I Was Wrong
A few years ago, I said:
It's a government regulation that hasn't been discredited yet. Advocate a government regulation in nearly any other field and you'll have libertarians saying “Look at how the State messed things up” In the case of net neutrality, our best argument is “Look at how the State messed things up everywhere else!” This, of course, can be spun as paranoid rantings. (It doesn't help that some of the people involved also engage in paranoid rantings.)I was wrong. Net neutrality really was associated with bad effects.
Apparently, net-neutrality used to be the law, back when American broadband was rare. Net neutrality is not a matter of “You need to fill out this form for your Internet connection” or “You need permission from Occupy Wall Street to start an ISP” (despite what some people think). It's a matter of “ding ding ding ding khkhkhkhkh…”

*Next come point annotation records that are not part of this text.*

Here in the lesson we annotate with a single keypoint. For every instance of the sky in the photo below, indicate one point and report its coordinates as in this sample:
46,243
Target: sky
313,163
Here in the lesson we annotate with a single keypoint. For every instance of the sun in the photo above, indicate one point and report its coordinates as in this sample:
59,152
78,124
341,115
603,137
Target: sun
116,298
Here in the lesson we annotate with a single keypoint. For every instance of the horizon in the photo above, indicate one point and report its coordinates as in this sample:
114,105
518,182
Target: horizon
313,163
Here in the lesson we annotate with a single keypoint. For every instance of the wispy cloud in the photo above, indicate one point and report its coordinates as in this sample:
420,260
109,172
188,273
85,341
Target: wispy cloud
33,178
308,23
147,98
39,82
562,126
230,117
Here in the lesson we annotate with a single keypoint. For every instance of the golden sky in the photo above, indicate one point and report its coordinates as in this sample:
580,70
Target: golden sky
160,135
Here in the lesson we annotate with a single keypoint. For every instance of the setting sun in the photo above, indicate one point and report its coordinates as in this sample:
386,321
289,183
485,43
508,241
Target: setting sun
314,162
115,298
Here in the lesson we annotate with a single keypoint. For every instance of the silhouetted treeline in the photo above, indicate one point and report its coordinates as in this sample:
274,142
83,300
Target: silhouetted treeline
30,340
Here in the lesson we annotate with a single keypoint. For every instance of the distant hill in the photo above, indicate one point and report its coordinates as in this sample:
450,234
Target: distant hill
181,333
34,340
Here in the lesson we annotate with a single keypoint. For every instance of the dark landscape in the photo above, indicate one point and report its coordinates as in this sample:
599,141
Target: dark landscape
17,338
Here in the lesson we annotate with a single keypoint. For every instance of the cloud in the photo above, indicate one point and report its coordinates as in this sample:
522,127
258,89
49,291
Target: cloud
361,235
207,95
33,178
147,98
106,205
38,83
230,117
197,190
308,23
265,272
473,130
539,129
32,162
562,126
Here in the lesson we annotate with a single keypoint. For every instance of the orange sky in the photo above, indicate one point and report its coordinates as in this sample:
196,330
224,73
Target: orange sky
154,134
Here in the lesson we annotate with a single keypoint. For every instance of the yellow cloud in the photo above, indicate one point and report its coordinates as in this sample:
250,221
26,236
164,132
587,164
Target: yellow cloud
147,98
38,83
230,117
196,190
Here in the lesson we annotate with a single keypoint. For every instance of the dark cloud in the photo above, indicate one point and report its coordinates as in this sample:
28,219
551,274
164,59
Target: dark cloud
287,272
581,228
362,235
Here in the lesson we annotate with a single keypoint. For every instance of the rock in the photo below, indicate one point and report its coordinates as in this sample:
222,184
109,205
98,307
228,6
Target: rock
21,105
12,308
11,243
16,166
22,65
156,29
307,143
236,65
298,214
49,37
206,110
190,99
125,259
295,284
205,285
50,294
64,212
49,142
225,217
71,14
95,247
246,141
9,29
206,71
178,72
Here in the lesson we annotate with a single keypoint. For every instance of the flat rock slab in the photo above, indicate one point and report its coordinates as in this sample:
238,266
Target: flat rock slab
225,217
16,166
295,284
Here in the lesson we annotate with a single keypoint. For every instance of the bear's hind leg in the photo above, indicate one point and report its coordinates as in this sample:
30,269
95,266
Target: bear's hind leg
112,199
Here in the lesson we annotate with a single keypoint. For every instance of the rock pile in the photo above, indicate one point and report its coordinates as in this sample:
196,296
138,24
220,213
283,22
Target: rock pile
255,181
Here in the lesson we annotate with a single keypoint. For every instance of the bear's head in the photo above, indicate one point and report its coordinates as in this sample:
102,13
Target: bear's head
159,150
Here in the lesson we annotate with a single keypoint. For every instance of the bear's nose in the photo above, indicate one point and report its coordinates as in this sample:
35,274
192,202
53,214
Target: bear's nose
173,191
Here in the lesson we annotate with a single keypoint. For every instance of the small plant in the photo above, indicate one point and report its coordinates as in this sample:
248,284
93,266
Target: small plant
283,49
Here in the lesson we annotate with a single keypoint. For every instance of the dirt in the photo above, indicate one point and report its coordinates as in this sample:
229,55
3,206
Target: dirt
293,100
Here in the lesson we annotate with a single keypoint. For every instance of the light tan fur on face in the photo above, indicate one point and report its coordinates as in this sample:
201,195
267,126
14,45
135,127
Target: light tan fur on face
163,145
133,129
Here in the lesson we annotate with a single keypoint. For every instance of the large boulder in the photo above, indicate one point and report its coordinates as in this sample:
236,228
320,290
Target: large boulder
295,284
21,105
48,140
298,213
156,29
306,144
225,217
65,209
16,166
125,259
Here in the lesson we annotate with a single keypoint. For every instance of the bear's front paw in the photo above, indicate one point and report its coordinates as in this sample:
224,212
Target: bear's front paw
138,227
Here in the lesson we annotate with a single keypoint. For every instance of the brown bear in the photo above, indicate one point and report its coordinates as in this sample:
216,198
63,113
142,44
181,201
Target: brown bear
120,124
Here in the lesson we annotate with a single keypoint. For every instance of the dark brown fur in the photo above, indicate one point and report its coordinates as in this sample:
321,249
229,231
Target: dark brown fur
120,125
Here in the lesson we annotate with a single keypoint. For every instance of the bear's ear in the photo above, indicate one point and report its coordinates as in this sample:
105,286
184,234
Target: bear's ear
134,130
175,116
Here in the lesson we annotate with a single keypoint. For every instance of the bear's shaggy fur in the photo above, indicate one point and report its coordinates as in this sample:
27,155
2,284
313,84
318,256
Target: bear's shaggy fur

I had overlooked this because the Other Side kept insisting that American slowness in adopting broadband was due to capitalism and—like an idiot—I believed them. (In the real world, the “cool nations” haven't been that strong on net neutrality.)
Meanwhile, in 2002–2015, we didn't have net-neutrality laws and had a rapid expansion of broadband. We also saw Comcast smack down Netflix for bandwidth hogging, but that was a feature, not a bug.
More recently, we also saw Verizon's arrogant treatment of ISPs it doesn't like, but it's doing so as a content provider. Strengthening ISPs might stop that.